As amas e mucamas também eram responsáveis pela iniciação sexual das iaiás e sinhozinhos,ensinando-lhes os mistérios do sexo,assunto tabu,entre as senhoras brancas;meninas que se casavam quase sempre depois da primeira menarca,com senhores mais velhos,escolhidos pelos pais,inocentes de tudo que se passava no leito conjugal,não fosse pelos “ensinamentos” das escravas.
E,as orações,então!?Ainda me lembro que aprendi e ensinei a meus filhos e netos ,as orações que minha mãe aprendeu de minha avó,que aprendeu das negras:
Com Deus me deito
Com Deus me levanto.
Com a graça de Deus
E do Espirito Santo.Ou.
Santo Anjo do Senhor,meu zeloso guardador,se a ti me confiou a piedade divina,sempre me rege,guarda,governa,ilumina amém.Ou,ainda:Sta.Anna bendita
Rogai com affecto
Por nós miseráveis
A Deus,vosso netto.(escrita no português da época).

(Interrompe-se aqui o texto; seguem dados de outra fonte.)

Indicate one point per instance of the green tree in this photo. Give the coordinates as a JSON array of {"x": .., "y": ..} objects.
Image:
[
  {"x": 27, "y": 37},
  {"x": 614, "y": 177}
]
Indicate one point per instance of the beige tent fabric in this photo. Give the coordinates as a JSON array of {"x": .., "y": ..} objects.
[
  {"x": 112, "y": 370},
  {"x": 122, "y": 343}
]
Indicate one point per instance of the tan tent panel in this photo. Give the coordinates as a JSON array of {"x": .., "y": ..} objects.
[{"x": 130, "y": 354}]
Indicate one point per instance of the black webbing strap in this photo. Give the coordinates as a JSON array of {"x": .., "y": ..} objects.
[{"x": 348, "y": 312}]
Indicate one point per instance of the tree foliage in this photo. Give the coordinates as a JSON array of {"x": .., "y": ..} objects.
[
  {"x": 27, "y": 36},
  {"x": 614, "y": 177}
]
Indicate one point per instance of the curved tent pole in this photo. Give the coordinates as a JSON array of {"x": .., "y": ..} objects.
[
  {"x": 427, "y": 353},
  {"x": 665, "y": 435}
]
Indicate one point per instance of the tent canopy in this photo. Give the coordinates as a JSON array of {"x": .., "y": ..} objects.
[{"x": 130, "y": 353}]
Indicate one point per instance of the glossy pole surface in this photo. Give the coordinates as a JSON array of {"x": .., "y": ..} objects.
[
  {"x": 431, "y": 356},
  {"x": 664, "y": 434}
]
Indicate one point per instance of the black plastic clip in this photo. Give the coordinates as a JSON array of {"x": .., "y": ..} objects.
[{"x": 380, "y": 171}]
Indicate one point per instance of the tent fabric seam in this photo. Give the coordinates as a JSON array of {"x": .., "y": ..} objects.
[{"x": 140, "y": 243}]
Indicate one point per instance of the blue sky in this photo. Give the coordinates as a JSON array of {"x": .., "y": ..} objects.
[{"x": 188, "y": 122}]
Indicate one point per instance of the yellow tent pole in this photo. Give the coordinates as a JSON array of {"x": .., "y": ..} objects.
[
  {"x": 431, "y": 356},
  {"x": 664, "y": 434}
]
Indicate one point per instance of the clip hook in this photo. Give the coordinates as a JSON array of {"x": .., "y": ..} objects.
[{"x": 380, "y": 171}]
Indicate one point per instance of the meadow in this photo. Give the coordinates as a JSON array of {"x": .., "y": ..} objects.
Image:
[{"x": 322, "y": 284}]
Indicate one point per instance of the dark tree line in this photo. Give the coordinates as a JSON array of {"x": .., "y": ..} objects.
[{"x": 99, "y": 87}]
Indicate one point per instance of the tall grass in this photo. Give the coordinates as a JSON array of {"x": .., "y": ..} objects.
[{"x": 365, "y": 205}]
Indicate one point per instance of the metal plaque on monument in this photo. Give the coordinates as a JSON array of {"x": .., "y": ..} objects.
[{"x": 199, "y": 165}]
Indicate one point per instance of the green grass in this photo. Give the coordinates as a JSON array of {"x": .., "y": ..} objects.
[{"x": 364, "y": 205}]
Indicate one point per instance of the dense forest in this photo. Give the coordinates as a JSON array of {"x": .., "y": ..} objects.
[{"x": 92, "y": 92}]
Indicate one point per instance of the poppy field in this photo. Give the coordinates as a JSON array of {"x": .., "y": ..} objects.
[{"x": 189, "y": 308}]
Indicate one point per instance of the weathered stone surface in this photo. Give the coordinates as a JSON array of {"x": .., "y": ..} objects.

No dia dedicado à consciência negra, rendo minhas homenagens a essas mulheres extraordinárias,que tiraram o leite de seus filhos para alimentar e nutrir os filhos de seus algozes e lhes ensinou,além dos mistérios da vida,o amor,a confiança,as crenças e os valores que hoje são o alicerce das sociedades modernas.